Big-ticket remodeling activity nationwide will rise at double-digit levels through much of 2014 before starting to slow next winter, according to the latest forecast from Harvard University's Joint Center for Housing Studies (JCHS) released today.
The center's Leading Indicator of Remodeling Activity (LIRA) predicts that spending on home improvements will reach $153.1 billion this year, a 9.4% rise from spending in 2013. That's a slower pace than the four-quarter moving growth rates of 10.7%, 13.1%, and 14.5% indicated in JCHS' last three quarterly reports.
"Sluggishness in the housing market and specifically in home sales may result in a deceleration of home improvement spending," a JCHS announcement said. The Center's estimate of spending takes in all improvements of $500 or over that involve homeowners. Improvements costing less than $500, as well as all spending on rental housing, is excluded.

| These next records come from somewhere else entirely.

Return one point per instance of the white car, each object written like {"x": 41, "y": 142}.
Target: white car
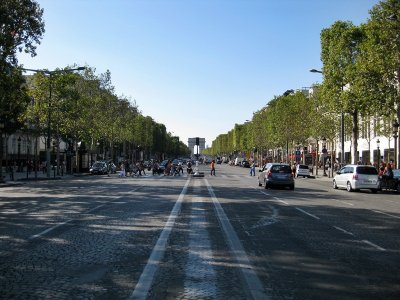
{"x": 302, "y": 170}
{"x": 356, "y": 177}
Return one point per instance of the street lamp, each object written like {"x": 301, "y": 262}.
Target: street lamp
{"x": 395, "y": 136}
{"x": 378, "y": 143}
{"x": 19, "y": 154}
{"x": 324, "y": 154}
{"x": 341, "y": 125}
{"x": 1, "y": 151}
{"x": 50, "y": 73}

"In the near term, lower rates of household mobility and lean inventory levels of homes on the market seem to be helping the home improvement industry," JCHS analyst Abbe Will wrote in the Center's blog. "That, coupled with an aging housing stock and deferred expenditures during the recession, have owners catching up with delayed remodeling projects this year."

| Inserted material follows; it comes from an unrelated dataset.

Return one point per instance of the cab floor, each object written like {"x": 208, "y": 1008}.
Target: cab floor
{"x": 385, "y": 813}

"Home improvement spending has already recovered a significant share of its losses from the downturn," Kermit Baker, director of the Center's Remodeling Futures Program, was quoted as saying. "As spending moves into the next phase, we expect to see double-digit growth tail off to its longer-term average in the mid-single-digit range."

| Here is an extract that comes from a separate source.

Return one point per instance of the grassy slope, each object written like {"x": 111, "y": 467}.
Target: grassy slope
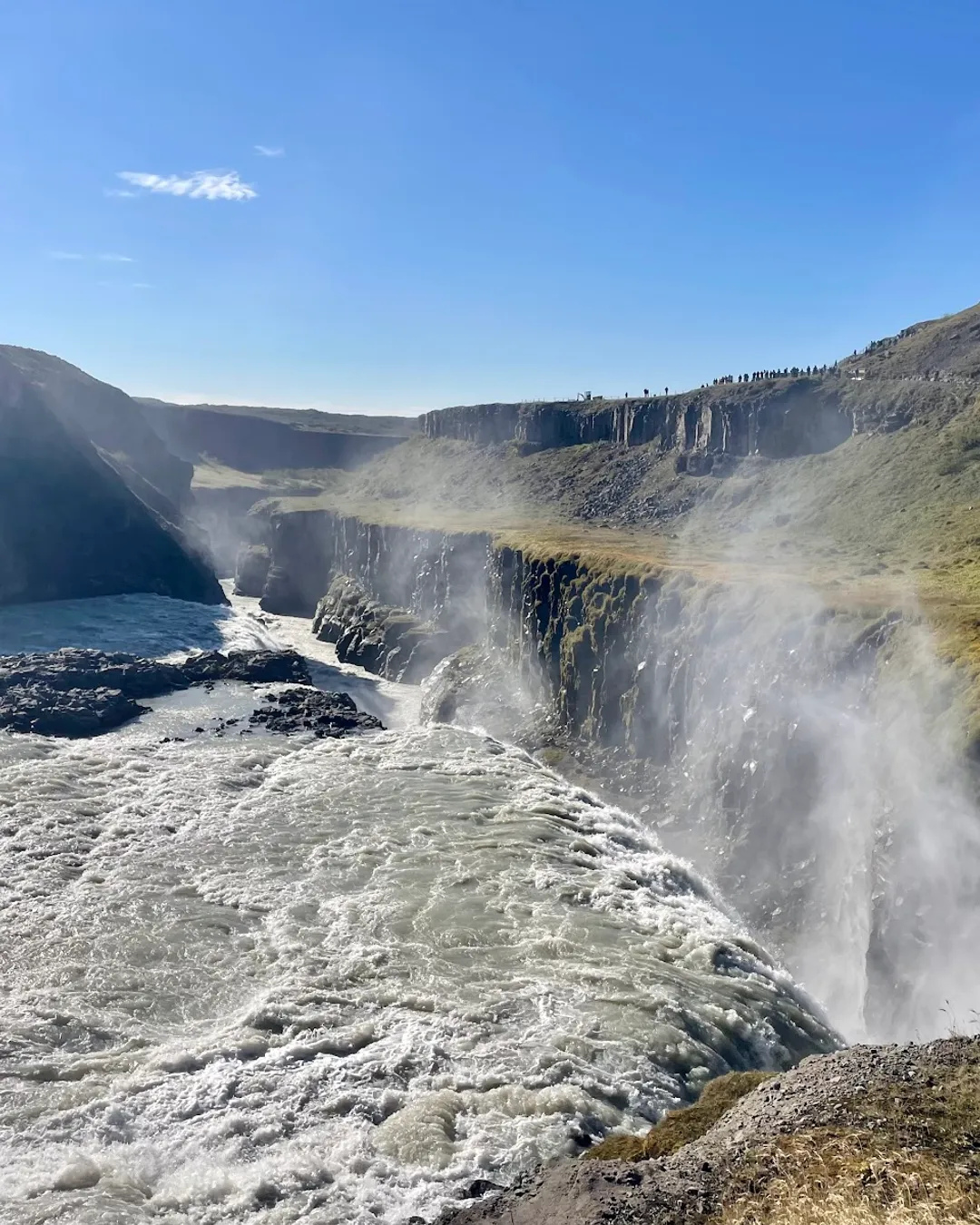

The forecast of 9.4% growth through 2014 would have been two-thirds lower, but JCHS removed consideration of long-term interest rates from the mathematical model it uses to produce LIRA. "With the upheaval in markets in recent years, the traditional relationship between interest rates and home improvement spending has significantly deteriorated," the Center explained. A chart on the JCHS blog shows what the LIRA would have looked like had the interest-rate factor been kept.